Fanny had already been shown the first Tiddler verses, and she now shared Mrs. Ringrose's joy over the half-sovereign and the news of a second accepted contribution. It was delightful to Harry to see her kind face again, to see it happy, and to remember (as he suddenly did) in what trouble he had seen it last. And now he noticed that the girl was brightly dressed, with new gloves and a brilliant sunshade, and he could not but ask after her father and his affairs.
It appeared that the Highland Crofters' Salmon and Trout Supply Association, Limited, was still on the tapis, but under another name and other patronage. The Earl of Banff was no longer connected with the enterprise, but in his stead Lowndes had secured the co-operation of one the Hon. Pelham Tankervell, a personage who appeared to be on a friendly footing with the light and leading of both Houses of Parliament. This Harry gathered from a sheaf of most interesting letters which Fanny Lowndes had brought with her at her father's request. These letters were addressed to Mr. Tankervell by the most illustrious persons, nearly all of whom gave that gentleman permission to use their distinguished names as patrons of the Crofter Fisheries, Limited, which was the old Company's new name. It was difficult to glance over the letters without imbibing some degree of confidence, and it was plain to Harry that Miss Lowndes herself had more than of old. She told him that the Earl's solicitors had compounded with her father for a substantial sum, and she pointed to her gorgeous parasol as one of the cab-load of purchases with which her father had driven home after cashing the lawyers' cheque. It was plain that the little house on Richmond Hill was in much better case than heretofore; indeed, Fanny Lowndes told Harry as much, though she did add that she no more wished to see him Secretary of the Crofter Fisheries than of the H.C.S. & T.S.A.
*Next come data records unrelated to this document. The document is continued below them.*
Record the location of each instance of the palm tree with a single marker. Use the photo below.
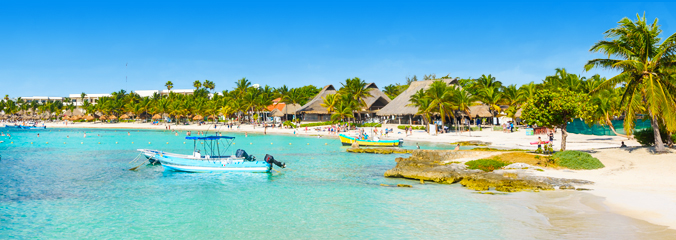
(645, 65)
(607, 103)
(209, 85)
(197, 84)
(441, 99)
(241, 86)
(169, 85)
(356, 88)
(342, 111)
(492, 97)
(330, 102)
(422, 102)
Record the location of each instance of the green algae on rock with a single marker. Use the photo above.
(378, 150)
(429, 165)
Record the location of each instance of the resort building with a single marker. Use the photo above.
(146, 93)
(41, 99)
(179, 91)
(282, 110)
(313, 110)
(399, 110)
(92, 98)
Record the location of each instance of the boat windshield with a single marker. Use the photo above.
(212, 144)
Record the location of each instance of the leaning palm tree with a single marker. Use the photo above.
(343, 111)
(441, 99)
(645, 65)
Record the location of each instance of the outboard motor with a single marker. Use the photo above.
(271, 160)
(242, 154)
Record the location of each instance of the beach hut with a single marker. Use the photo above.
(313, 110)
(399, 111)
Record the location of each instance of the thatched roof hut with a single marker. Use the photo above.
(400, 105)
(479, 111)
(276, 113)
(314, 106)
(377, 100)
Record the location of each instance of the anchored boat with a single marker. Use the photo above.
(211, 158)
(347, 141)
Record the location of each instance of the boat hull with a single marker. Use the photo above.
(347, 141)
(218, 164)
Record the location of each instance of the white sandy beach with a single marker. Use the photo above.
(634, 182)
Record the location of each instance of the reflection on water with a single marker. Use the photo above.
(83, 189)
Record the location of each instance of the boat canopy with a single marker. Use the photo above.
(210, 138)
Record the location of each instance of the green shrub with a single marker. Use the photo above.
(486, 165)
(576, 160)
(646, 137)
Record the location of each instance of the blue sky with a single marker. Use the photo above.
(58, 48)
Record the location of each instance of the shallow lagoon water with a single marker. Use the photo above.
(83, 189)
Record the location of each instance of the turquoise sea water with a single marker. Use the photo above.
(83, 189)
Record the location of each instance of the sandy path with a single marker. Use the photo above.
(634, 182)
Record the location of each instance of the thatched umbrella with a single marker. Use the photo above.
(479, 111)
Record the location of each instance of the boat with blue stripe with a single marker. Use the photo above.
(211, 158)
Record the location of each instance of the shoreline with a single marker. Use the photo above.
(633, 183)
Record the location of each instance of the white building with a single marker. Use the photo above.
(92, 98)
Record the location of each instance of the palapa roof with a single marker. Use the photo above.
(479, 111)
(376, 96)
(315, 105)
(400, 104)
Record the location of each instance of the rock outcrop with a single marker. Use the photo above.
(437, 166)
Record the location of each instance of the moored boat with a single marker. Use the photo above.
(212, 159)
(347, 141)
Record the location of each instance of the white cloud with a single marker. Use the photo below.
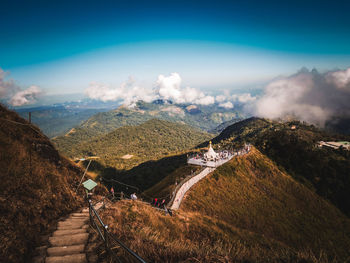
(308, 96)
(243, 98)
(27, 96)
(340, 78)
(221, 98)
(167, 87)
(206, 100)
(128, 92)
(7, 87)
(227, 105)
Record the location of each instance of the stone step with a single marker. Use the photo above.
(68, 227)
(69, 240)
(80, 214)
(71, 223)
(38, 259)
(66, 250)
(68, 232)
(40, 251)
(75, 220)
(76, 258)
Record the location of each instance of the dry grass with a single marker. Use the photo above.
(247, 211)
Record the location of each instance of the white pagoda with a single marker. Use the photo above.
(211, 155)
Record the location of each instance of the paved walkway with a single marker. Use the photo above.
(186, 186)
(68, 243)
(210, 168)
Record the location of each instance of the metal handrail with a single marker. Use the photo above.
(181, 183)
(106, 236)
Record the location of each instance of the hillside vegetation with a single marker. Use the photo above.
(55, 121)
(128, 146)
(246, 211)
(296, 151)
(36, 186)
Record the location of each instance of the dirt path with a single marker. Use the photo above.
(69, 242)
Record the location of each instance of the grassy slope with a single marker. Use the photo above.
(325, 170)
(34, 192)
(150, 140)
(246, 211)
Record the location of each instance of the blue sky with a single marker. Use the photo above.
(62, 46)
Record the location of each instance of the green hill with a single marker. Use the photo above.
(198, 116)
(36, 186)
(128, 146)
(296, 151)
(248, 210)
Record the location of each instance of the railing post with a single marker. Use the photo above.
(105, 231)
(90, 213)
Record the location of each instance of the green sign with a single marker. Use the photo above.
(89, 184)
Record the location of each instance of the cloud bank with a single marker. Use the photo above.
(167, 88)
(308, 96)
(11, 93)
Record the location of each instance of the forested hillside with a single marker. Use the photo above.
(37, 186)
(248, 210)
(201, 117)
(128, 146)
(293, 146)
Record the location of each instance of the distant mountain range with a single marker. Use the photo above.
(58, 119)
(198, 116)
(128, 146)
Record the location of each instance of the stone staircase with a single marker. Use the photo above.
(69, 242)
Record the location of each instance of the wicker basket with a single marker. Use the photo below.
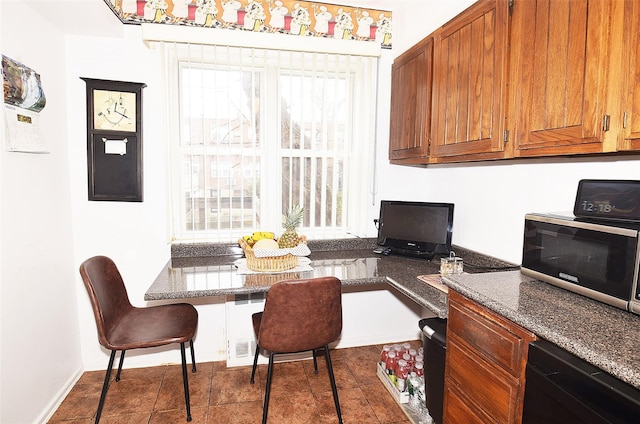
(268, 263)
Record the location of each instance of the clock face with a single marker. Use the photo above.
(114, 110)
(614, 199)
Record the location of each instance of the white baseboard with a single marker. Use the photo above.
(56, 401)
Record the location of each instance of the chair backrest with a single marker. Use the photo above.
(301, 315)
(107, 293)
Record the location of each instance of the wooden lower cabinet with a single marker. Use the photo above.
(485, 365)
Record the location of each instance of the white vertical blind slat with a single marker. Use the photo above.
(231, 183)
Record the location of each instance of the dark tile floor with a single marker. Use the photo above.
(224, 395)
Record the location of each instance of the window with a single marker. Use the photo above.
(257, 131)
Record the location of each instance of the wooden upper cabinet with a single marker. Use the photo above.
(559, 76)
(469, 83)
(410, 126)
(631, 91)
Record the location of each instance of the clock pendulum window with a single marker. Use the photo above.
(114, 140)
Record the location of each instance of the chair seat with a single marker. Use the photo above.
(154, 326)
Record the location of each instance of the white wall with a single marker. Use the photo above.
(40, 344)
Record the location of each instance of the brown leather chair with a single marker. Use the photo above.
(122, 326)
(298, 316)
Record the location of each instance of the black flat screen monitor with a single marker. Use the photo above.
(416, 228)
"But you believe in it now?" he could not help saying.
"More than I did—decidedly."
"Then why should you dislike to see me in it?"
"You are fit for something better; and—and I think that after this Mr. Tankervell will expect to be made Secretary."
Harry was neither surprised nor vexed to hear it; but he was thinking less of this last sentence than of the last but one.
"You call writing for the Tiddler something better?"
"For you—I do. It is a beginning, at any rate."
Until her train went he was telling her of his prose flights and failures, and she was bemoaning her share in one of them. The High Street seemed a lonely place as he walked home to the flat. Yet the day was still the happiest that he had spent in London.